António Costa e o PS são os grandes vencedores destas eleições antecipadas, conseguindo a desejada maioria absoluta que só José Sócrates tinha alcançado em 2005, e ganhando em todos os distritos (à exceção da Madeira). O PSD cresce em votos mas não em deputados (27,8%), enquanto, à sua Direita, Chega (7,1%) e Iniciativa Liberal (4,9%) passam a terceira e quarta forças políticas. À custa disso, o CDS desapareceu do Parlamento, onde também BE e PCP reduzem drasticamente o número de deputados, bem como o PAN, que só elegeu Inês Sousa Real. O Livre manteve o deputado por Lisboa.

No seu discurso, o secretário-geral do PS disse assumir com “muita emoção” esta vitória, que considerou ser “da humildade, da confiança e pela estabilidade”. “Esta maioria será uma maioria de diálogo com todas as forças políticas” e com a Concertação Social, disse, reafirmando que não negociará com o Chega e assumindo que quer “reconciliar” os portugueses com as maiorias absolutas.

Para Rui Rio, “houve um voto útil à Esquerda absolutamente esmagador” e “à Direita não houve a mesma união”. O líder do PSD admitiu que o resultado ficou “muito longe” do que previa e abriu a porta à sua saída: “Se se confirmar que o PS tem uma maioria absoluta, eu não sei como posso ser útil neste enquadramento. O partido decidirá, mas não estou a ver como posso ser útil”, disse.

André Ventura festejou os 12 deputados e culpou Rui Rio pela maioria absoluta do PS. “Passaram o tempo a dizer que com o Chega não e o resultado está à vista: com o Chega sim”, disse, afirmando querer ser a “grande alternativa de direita para substituir o PS no poder”.

Cotrim de Figueiredo, da IL, regozijou-se com os oito deputados, mas lamentou a maioria absoluta do PS.

Os ex-parceiros da geringonça, que Costa culpou pelo chumbo do Orçamento de Estado, ainda antes da discussão na especialidade, e a quem acusou de não serem “confiáveis”, saíram altamente prejudicados.

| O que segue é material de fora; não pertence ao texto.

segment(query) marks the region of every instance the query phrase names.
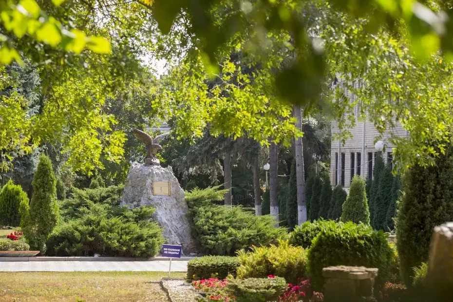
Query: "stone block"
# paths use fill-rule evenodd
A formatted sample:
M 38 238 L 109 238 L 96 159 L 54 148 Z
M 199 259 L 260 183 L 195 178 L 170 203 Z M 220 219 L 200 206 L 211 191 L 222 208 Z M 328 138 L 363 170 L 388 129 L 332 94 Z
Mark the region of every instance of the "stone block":
M 344 265 L 325 267 L 322 269 L 325 278 L 325 301 L 356 301 L 372 297 L 377 275 L 377 268 Z

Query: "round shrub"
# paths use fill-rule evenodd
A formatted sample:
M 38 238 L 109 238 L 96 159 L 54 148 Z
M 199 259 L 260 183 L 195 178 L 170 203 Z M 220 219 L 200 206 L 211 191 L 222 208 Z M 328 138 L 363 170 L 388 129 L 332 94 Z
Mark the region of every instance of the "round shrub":
M 278 246 L 254 246 L 248 252 L 240 251 L 238 257 L 241 262 L 238 278 L 264 278 L 272 275 L 295 284 L 298 279 L 308 275 L 306 251 L 292 246 L 287 242 L 281 242 Z
M 283 278 L 248 278 L 229 280 L 226 291 L 242 302 L 277 301 L 287 287 Z
M 406 172 L 395 220 L 403 281 L 412 283 L 413 267 L 428 260 L 434 227 L 453 220 L 453 147 L 435 166 L 415 165 Z
M 239 259 L 227 256 L 205 256 L 189 261 L 187 264 L 187 279 L 207 279 L 212 277 L 224 279 L 228 275 L 236 276 Z
M 0 224 L 19 226 L 20 223 L 19 207 L 22 203 L 28 204 L 28 197 L 19 185 L 11 180 L 0 192 Z
M 322 268 L 335 265 L 377 267 L 376 282 L 383 284 L 389 275 L 392 257 L 386 235 L 369 226 L 339 223 L 335 229 L 324 228 L 308 250 L 309 270 L 314 285 L 322 287 Z
M 335 229 L 337 223 L 333 220 L 315 220 L 307 221 L 300 226 L 297 226 L 289 234 L 289 243 L 295 246 L 302 246 L 308 248 L 321 230 L 324 228 Z
M 30 245 L 23 241 L 14 241 L 9 239 L 0 240 L 0 251 L 28 250 L 30 250 Z
M 356 175 L 353 178 L 349 195 L 343 204 L 341 216 L 340 217 L 341 221 L 370 224 L 370 209 L 368 208 L 365 186 L 365 180 L 359 176 Z

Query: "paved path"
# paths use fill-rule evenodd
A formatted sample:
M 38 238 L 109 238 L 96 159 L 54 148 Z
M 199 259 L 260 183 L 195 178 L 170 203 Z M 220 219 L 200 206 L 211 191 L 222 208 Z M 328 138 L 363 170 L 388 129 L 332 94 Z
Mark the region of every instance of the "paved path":
M 187 261 L 172 261 L 172 272 L 187 272 Z M 166 272 L 168 261 L 20 261 L 0 262 L 1 272 L 93 272 L 106 271 Z

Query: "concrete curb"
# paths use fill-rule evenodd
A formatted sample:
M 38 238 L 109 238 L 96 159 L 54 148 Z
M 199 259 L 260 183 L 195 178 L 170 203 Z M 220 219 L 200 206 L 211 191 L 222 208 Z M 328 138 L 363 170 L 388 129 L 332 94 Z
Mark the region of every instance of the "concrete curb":
M 189 261 L 195 257 L 182 257 L 172 258 L 172 261 Z M 166 257 L 150 258 L 127 257 L 0 257 L 0 262 L 18 261 L 168 261 Z

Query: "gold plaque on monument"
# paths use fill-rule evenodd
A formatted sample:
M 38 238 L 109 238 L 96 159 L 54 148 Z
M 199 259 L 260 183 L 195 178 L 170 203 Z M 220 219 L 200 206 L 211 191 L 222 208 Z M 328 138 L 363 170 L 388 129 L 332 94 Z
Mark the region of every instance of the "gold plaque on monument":
M 152 183 L 152 195 L 170 195 L 170 183 L 155 181 Z

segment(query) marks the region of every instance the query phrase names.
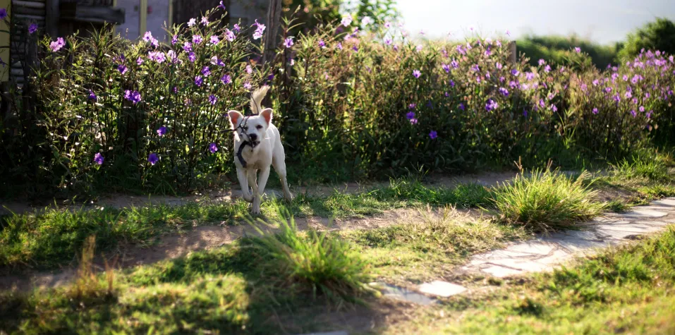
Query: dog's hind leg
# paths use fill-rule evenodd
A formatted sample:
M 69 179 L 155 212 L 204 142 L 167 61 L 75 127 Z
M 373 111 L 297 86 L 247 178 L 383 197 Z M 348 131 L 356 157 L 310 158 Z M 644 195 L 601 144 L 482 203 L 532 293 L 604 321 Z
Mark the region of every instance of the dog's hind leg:
M 239 186 L 241 187 L 241 195 L 244 200 L 252 202 L 253 201 L 253 195 L 248 188 L 248 176 L 246 176 L 246 170 L 237 168 L 237 179 L 239 179 Z
M 284 197 L 291 201 L 293 200 L 293 195 L 291 194 L 291 190 L 288 189 L 288 182 L 286 180 L 286 161 L 284 152 L 277 153 L 276 151 L 272 158 L 272 164 L 274 166 L 274 171 L 279 175 L 281 180 L 281 188 L 284 190 Z
M 255 174 L 254 174 L 255 176 Z M 257 185 L 253 188 L 253 214 L 260 214 L 260 202 L 262 201 L 262 193 L 269 177 L 269 166 L 260 170 L 260 178 Z

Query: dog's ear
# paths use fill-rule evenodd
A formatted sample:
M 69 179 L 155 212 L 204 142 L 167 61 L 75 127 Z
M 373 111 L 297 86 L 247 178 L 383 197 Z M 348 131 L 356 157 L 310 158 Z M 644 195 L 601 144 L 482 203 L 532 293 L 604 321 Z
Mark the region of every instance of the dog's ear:
M 272 109 L 266 108 L 260 112 L 260 116 L 262 116 L 264 118 L 264 121 L 267 123 L 267 126 L 269 126 L 269 123 L 272 122 Z
M 241 113 L 237 111 L 230 111 L 227 112 L 227 116 L 230 117 L 230 124 L 232 125 L 232 129 L 237 128 L 237 125 L 243 117 Z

Catarina Martins reconheceu tratar-se de “um mau resultado” e de “um dia difícil para o partido”, embora não se arrependa do chumbo do OE. “A estratégia do PS de criar uma crise artificial para ter uma maioria absoluta foi bem sucedida”, disse, dando como certa essa vitória quando ela ainda não era conhecida. Questionada sobre a sua liderança, disse que o partido fará essa avaliação e apontou o dedo aos “deputados racistas” que entraram no Parlamento. “Cá estaremos para os combater”.

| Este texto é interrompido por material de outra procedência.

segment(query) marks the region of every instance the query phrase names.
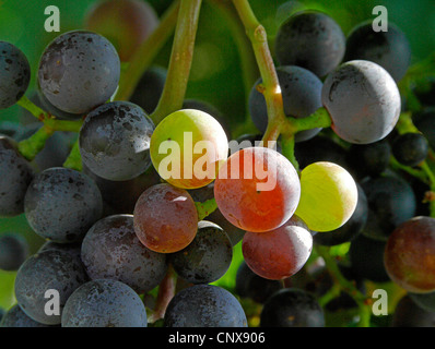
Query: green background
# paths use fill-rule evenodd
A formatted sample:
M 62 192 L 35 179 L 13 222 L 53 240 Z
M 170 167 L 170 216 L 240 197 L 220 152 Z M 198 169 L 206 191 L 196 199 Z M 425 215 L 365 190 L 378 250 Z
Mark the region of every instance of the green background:
M 32 81 L 27 96 L 35 87 L 36 69 L 44 47 L 59 33 L 47 33 L 44 23 L 47 15 L 44 10 L 48 5 L 57 5 L 60 10 L 60 28 L 62 32 L 83 28 L 84 15 L 95 0 L 0 0 L 0 40 L 16 45 L 27 57 L 32 67 Z M 162 13 L 171 0 L 150 0 L 157 13 Z M 279 21 L 287 7 L 286 1 L 251 0 L 251 7 L 259 21 L 266 27 L 273 43 Z M 329 13 L 342 27 L 344 34 L 357 23 L 374 19 L 372 10 L 375 5 L 388 9 L 389 21 L 396 23 L 408 36 L 412 48 L 412 61 L 427 57 L 435 47 L 435 5 L 434 0 L 328 0 L 298 1 L 309 9 L 318 9 Z M 278 11 L 280 9 L 280 11 Z M 162 49 L 155 63 L 166 67 L 171 53 L 171 40 Z M 201 9 L 197 35 L 196 56 L 187 91 L 187 97 L 200 98 L 214 104 L 228 120 L 243 120 L 246 113 L 245 92 L 242 79 L 242 67 L 237 49 L 231 37 L 230 29 L 213 8 L 204 3 Z M 0 121 L 16 121 L 20 116 L 17 106 L 0 110 Z M 1 173 L 0 173 L 1 176 Z M 24 236 L 34 253 L 43 243 L 27 226 L 25 218 L 0 219 L 0 234 L 14 232 Z M 240 258 L 239 245 L 230 272 L 219 282 L 234 287 L 234 276 Z M 0 308 L 8 309 L 13 302 L 13 280 L 15 273 L 0 272 Z

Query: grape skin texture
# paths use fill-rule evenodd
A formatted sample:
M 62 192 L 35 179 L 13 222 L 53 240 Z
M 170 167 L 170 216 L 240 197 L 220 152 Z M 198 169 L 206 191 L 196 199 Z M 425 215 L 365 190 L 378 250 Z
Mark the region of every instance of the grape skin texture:
M 260 327 L 325 327 L 325 315 L 313 294 L 285 288 L 266 301 Z
M 306 118 L 321 107 L 322 83 L 310 71 L 296 67 L 283 65 L 277 68 L 280 82 L 284 113 L 287 117 Z M 268 110 L 263 94 L 257 91 L 262 83 L 259 79 L 249 94 L 249 113 L 257 129 L 264 133 L 268 125 Z M 296 142 L 314 137 L 321 129 L 297 132 Z
M 14 45 L 0 41 L 0 109 L 13 106 L 27 91 L 31 67 Z
M 132 215 L 98 220 L 87 231 L 81 257 L 91 279 L 116 279 L 144 293 L 166 275 L 166 256 L 146 249 L 138 239 Z
M 301 201 L 296 215 L 310 230 L 331 231 L 340 228 L 353 215 L 356 203 L 356 183 L 341 166 L 318 161 L 302 170 Z
M 111 97 L 119 75 L 119 57 L 110 41 L 95 33 L 73 31 L 46 47 L 37 77 L 55 107 L 86 113 Z
M 0 217 L 13 217 L 24 212 L 24 196 L 34 171 L 17 152 L 17 144 L 0 135 Z
M 87 281 L 83 265 L 68 253 L 45 251 L 28 257 L 20 267 L 15 279 L 15 297 L 21 309 L 33 320 L 46 324 L 60 324 L 63 306 L 71 293 Z M 59 292 L 60 315 L 47 315 L 45 292 Z
M 54 167 L 32 181 L 24 210 L 30 226 L 39 236 L 60 243 L 75 242 L 101 218 L 103 200 L 87 176 Z
M 150 140 L 154 123 L 139 106 L 107 103 L 91 111 L 80 130 L 83 163 L 95 174 L 126 181 L 151 165 Z
M 193 241 L 171 255 L 175 272 L 186 281 L 209 284 L 221 278 L 230 268 L 233 246 L 217 225 L 201 220 Z
M 414 293 L 435 291 L 435 218 L 419 216 L 389 236 L 384 262 L 390 278 Z
M 27 258 L 27 241 L 21 236 L 8 233 L 0 237 L 0 269 L 17 270 Z
M 166 183 L 145 190 L 134 206 L 133 216 L 139 240 L 160 253 L 183 250 L 198 229 L 198 213 L 189 193 Z
M 50 327 L 28 317 L 19 304 L 13 305 L 1 318 L 0 327 Z
M 383 67 L 398 82 L 411 62 L 411 47 L 396 25 L 388 23 L 387 32 L 375 32 L 372 21 L 351 31 L 345 43 L 343 61 L 363 59 Z
M 380 141 L 395 128 L 400 115 L 396 82 L 380 65 L 354 60 L 328 75 L 321 100 L 332 119 L 332 130 L 354 144 Z
M 299 178 L 293 165 L 264 147 L 233 154 L 214 182 L 221 213 L 236 227 L 254 232 L 282 226 L 295 212 L 299 196 Z
M 345 37 L 327 14 L 303 11 L 281 24 L 274 47 L 280 65 L 298 65 L 322 77 L 341 62 Z
M 165 327 L 247 327 L 245 312 L 227 290 L 196 285 L 179 291 L 169 302 Z
M 296 274 L 308 261 L 311 250 L 313 236 L 305 222 L 296 216 L 271 231 L 247 231 L 242 244 L 249 268 L 271 280 L 281 280 Z
M 146 327 L 146 310 L 126 284 L 110 279 L 92 280 L 68 299 L 62 327 Z

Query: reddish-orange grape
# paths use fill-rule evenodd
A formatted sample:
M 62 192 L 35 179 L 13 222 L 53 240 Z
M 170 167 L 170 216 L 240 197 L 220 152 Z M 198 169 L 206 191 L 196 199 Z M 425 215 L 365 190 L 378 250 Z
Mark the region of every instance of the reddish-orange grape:
M 155 252 L 183 250 L 197 233 L 198 213 L 193 200 L 184 189 L 166 183 L 145 190 L 134 206 L 133 216 L 139 240 Z
M 313 236 L 305 222 L 293 216 L 272 231 L 246 232 L 242 251 L 246 264 L 257 275 L 280 280 L 296 274 L 313 250 Z
M 131 59 L 158 23 L 154 9 L 141 0 L 99 1 L 85 19 L 85 27 L 110 40 L 122 62 Z
M 405 290 L 435 291 L 435 218 L 419 216 L 398 226 L 388 238 L 384 263 Z
M 301 196 L 293 165 L 278 152 L 248 147 L 221 167 L 214 197 L 221 213 L 247 231 L 269 231 L 292 217 Z

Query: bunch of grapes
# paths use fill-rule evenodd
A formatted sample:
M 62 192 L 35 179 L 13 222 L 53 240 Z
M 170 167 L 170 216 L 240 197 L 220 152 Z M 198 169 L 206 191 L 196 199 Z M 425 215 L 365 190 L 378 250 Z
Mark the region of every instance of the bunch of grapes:
M 345 36 L 305 9 L 270 50 L 247 0 L 210 2 L 257 59 L 237 128 L 186 98 L 201 1 L 162 19 L 101 1 L 37 72 L 0 41 L 0 108 L 27 112 L 1 124 L 0 217 L 45 241 L 0 238 L 0 269 L 16 272 L 0 327 L 324 327 L 343 310 L 340 325 L 433 326 L 435 88 L 419 65 L 407 75 L 404 34 L 364 22 Z M 384 323 L 383 282 L 403 297 Z

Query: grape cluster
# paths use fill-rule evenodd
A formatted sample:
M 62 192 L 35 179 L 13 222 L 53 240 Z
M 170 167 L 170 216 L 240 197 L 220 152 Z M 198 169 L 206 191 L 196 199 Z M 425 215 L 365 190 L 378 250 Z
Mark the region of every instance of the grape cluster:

Jerónimo de Sousa, o primeiro líder partidário a reagir, reconheceu que se tratou de uma “quebra eleitoral com significativa perda de deputados”, apontando o dedo à bipolarização e à “descarada ação do PS” para se aproveitar de medidas pelas quais o PCP se bateu no Parlamento, sem esquecer o presidente da República, a quem responsabilizou pela convocação destas eleições.

Francisco Rodrigues dos Santos assumiu a responsabilidade pelo desaparecimento do CDS do Parlamento e apresentou a demissão da liderança e a convocação de um congresso. Só pelas 00.45 horas o PAN garantiu a eleição de um deputado, perdendo três mandatos.